3. The Proposed Remaining Useful Life Prediction Method for Lithium-Ion Battery

To address the problems of insufficient mining of multi-scale degradation features and the inability of static fusion strategies to adapt to dynamic degradation processes in existing data-driven methods under complex working conditions, this paper proposes a battery RUL prediction method based on the RDDEMN. On the basis of extracting multi-scale degradation features, this method innovatively introduces the SPA and a reinforcement learning-based adaptive gating mechanism to achieve accurate feature extraction and dynamic fusion prediction.

3.1. The Proposed RDDEMN Algorithm

The architecture of the proposed RDDEMN network is shown in Figure 1, which mainly consists of three core functional modules: the DST-Net temporal encoding module, the SPA temporal weight assignment module, and the reinforcement learning-based adaptive gating fusion module.

First, normalization processing is performed on the capacity data of the battery throughout its life cycle, and the sliding window technique is adopted to slice the data into sequence samples of fixed length for constructing the training set and test set. To strictly prevent data leakage and avoid temporal overlap, the 80/20 sequential division is performed chronologically based on the discharge cycles.

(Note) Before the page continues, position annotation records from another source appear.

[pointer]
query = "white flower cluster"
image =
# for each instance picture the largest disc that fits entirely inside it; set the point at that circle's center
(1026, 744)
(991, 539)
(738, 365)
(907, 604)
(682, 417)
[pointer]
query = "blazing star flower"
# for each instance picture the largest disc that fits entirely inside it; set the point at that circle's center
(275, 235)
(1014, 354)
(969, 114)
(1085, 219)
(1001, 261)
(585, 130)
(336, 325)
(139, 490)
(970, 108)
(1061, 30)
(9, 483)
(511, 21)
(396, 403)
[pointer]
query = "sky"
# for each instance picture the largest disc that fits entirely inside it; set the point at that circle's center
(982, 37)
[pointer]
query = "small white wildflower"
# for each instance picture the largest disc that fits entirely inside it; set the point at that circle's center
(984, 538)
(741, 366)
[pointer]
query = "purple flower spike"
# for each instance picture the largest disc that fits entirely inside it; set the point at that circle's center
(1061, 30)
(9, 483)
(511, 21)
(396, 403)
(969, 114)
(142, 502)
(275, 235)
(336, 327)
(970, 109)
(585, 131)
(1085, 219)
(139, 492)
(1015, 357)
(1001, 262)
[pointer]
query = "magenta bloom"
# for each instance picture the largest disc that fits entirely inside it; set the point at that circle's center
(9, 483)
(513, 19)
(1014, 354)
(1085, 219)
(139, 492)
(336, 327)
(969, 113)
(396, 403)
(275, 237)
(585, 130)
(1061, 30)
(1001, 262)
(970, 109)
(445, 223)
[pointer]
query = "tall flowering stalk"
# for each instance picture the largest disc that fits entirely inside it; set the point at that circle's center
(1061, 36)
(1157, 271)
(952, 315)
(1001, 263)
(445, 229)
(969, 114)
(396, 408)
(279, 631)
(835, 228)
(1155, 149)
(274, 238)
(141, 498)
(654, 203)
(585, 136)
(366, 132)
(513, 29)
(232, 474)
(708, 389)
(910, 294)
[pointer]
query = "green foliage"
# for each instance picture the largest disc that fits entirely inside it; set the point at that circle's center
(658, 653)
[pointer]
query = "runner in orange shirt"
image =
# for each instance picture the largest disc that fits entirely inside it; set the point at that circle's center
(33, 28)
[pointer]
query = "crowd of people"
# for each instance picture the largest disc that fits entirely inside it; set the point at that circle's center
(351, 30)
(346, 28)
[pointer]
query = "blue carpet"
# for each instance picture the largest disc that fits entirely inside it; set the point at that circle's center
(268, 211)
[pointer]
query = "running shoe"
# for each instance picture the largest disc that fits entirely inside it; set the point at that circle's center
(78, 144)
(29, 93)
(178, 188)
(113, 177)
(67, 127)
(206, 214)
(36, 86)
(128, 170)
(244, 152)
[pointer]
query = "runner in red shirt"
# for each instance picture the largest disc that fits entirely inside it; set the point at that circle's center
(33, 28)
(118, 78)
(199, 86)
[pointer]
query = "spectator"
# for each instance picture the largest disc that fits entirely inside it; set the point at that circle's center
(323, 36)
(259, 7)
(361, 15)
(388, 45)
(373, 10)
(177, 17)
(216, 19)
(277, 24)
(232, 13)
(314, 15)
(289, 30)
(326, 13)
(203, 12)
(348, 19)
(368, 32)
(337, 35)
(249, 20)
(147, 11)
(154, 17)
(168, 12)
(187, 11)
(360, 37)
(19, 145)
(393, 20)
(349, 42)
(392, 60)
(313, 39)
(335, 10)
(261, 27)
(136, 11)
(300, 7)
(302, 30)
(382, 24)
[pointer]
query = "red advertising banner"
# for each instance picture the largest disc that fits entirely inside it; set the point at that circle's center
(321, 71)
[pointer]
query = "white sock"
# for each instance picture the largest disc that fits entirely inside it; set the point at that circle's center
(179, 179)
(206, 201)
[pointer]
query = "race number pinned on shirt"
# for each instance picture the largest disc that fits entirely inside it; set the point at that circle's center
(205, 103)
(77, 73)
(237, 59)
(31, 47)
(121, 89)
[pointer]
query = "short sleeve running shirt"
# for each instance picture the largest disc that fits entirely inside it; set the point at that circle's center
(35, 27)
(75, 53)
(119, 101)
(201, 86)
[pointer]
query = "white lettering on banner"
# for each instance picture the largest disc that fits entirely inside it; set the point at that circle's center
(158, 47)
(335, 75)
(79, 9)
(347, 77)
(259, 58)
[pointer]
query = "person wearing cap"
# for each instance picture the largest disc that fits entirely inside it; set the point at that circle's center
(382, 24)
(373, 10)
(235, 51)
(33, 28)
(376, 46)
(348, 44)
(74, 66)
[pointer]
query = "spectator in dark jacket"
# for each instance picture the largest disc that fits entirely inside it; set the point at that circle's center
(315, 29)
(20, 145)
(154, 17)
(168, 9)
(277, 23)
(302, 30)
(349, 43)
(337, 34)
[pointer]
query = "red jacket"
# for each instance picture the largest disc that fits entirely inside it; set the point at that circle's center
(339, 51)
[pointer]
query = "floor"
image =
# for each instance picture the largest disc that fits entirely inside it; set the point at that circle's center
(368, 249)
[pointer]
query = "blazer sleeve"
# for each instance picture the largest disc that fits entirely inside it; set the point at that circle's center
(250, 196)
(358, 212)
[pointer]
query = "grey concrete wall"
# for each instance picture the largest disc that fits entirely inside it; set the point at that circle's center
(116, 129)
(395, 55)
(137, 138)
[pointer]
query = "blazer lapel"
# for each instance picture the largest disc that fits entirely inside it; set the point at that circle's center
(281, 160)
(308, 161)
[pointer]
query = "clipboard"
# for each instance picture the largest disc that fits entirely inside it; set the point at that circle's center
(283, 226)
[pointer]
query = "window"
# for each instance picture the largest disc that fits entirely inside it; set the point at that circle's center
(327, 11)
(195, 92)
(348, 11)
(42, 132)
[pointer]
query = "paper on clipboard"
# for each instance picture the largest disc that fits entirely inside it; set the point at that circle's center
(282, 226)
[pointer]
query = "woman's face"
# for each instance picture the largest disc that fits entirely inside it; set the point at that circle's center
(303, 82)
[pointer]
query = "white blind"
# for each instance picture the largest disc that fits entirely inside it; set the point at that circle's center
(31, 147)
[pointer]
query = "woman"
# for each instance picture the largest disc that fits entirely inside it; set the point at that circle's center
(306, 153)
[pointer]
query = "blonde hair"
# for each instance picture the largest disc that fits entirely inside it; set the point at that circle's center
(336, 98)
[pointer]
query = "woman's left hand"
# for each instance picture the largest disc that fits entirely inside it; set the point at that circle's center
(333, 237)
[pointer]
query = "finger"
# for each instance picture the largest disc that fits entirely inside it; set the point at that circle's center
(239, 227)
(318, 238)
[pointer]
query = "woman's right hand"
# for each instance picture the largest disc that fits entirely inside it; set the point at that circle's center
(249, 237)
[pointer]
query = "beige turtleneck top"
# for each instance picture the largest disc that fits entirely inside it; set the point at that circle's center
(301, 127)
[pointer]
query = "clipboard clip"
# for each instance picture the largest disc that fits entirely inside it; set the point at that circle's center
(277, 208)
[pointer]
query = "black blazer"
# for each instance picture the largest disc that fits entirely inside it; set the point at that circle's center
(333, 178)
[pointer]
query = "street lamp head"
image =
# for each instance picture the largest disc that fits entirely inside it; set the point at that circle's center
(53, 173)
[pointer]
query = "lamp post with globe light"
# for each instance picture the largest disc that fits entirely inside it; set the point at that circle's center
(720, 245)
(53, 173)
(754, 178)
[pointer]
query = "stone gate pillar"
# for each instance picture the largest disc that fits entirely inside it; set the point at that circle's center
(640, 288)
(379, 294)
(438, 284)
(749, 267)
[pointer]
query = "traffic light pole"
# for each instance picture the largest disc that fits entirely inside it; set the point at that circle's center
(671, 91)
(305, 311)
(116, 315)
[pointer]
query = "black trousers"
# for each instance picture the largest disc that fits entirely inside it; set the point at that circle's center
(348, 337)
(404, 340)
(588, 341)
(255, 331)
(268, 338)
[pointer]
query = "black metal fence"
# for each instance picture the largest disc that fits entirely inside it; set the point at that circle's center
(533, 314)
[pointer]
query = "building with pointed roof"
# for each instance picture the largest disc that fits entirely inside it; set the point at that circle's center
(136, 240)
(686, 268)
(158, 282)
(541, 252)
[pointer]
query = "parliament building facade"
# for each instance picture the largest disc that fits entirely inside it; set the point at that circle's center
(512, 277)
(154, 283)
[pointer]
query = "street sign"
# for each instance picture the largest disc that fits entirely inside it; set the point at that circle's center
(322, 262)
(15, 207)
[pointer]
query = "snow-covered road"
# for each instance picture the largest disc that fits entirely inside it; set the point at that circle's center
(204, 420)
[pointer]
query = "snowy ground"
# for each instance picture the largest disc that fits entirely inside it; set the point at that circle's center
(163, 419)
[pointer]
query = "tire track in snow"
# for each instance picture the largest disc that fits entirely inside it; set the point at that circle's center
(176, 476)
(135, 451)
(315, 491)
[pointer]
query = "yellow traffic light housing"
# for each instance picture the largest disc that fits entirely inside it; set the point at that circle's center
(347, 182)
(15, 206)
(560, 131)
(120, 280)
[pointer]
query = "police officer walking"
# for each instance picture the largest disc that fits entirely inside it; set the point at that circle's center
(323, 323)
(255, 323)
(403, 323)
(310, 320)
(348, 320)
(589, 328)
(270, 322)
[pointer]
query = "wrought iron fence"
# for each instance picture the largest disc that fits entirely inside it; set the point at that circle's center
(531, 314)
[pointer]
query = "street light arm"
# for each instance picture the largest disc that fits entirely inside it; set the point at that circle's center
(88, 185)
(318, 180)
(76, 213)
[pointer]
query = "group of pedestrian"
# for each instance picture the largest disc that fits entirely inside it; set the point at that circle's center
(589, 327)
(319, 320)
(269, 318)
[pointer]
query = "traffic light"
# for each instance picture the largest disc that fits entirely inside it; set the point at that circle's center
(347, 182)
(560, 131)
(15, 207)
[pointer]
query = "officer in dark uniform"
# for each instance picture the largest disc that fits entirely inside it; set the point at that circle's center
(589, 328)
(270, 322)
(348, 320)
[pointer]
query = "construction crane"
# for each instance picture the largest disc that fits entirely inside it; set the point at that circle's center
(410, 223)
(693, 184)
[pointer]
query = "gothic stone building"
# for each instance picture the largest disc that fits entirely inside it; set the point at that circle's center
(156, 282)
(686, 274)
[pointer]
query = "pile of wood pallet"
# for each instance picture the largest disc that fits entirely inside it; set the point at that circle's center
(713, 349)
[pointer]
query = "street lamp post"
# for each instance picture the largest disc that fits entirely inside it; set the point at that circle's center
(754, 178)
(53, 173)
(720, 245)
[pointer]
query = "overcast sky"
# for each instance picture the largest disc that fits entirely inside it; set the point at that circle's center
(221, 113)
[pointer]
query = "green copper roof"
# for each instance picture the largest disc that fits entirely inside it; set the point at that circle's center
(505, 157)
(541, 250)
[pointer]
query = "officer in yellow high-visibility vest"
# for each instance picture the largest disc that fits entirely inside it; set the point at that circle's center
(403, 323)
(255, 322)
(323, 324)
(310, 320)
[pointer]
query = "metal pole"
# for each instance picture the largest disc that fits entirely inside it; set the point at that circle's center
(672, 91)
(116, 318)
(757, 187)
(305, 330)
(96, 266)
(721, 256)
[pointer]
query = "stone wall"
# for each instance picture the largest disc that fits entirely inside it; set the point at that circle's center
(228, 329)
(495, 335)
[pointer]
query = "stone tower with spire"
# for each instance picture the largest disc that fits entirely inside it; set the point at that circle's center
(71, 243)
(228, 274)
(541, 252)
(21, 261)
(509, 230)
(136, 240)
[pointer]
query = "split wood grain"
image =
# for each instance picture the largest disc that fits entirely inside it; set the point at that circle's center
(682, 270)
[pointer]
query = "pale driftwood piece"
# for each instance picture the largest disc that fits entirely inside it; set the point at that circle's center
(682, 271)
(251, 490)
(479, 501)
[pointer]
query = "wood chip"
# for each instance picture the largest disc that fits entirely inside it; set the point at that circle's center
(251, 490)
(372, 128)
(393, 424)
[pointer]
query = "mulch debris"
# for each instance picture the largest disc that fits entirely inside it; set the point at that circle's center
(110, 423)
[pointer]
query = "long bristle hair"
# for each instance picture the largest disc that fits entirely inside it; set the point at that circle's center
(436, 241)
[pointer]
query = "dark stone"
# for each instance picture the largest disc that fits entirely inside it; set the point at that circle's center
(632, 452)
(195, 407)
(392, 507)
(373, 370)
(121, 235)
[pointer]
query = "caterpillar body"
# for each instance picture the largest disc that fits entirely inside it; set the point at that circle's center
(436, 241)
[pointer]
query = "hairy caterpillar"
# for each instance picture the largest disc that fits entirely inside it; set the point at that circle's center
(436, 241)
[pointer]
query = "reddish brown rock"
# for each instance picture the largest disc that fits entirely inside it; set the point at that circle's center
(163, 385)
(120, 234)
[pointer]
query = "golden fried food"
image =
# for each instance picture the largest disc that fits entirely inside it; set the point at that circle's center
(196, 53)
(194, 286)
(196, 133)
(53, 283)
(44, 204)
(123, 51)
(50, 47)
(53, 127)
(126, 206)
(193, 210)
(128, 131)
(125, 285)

Specifically, for each battery, the first 80% of the continuous life-cycle sequences are strictly allocated to the training set, while the remaining 20% of the sequences are used exclusively for testing. The sliding window moves chronologically without crossing the boundary between the training and testing sets, ensuring that the model’s predictive performance is evaluated solely on unseen, future degradation trajectories. Subsequently, the DST-Net is used to conduct joint modeling of multi-scale degradation features for the capacity time series to capture local fluctuations and global trends; then, the SPA mechanism adaptively assigns higher weights to key time steps; finally, a reinforcement learning agent is constructed to dynamically generate gating coefficients according to the current degradation state, adaptively fuse multi-scale features with state features, and output the final RUL prediction value through the fully connected layer.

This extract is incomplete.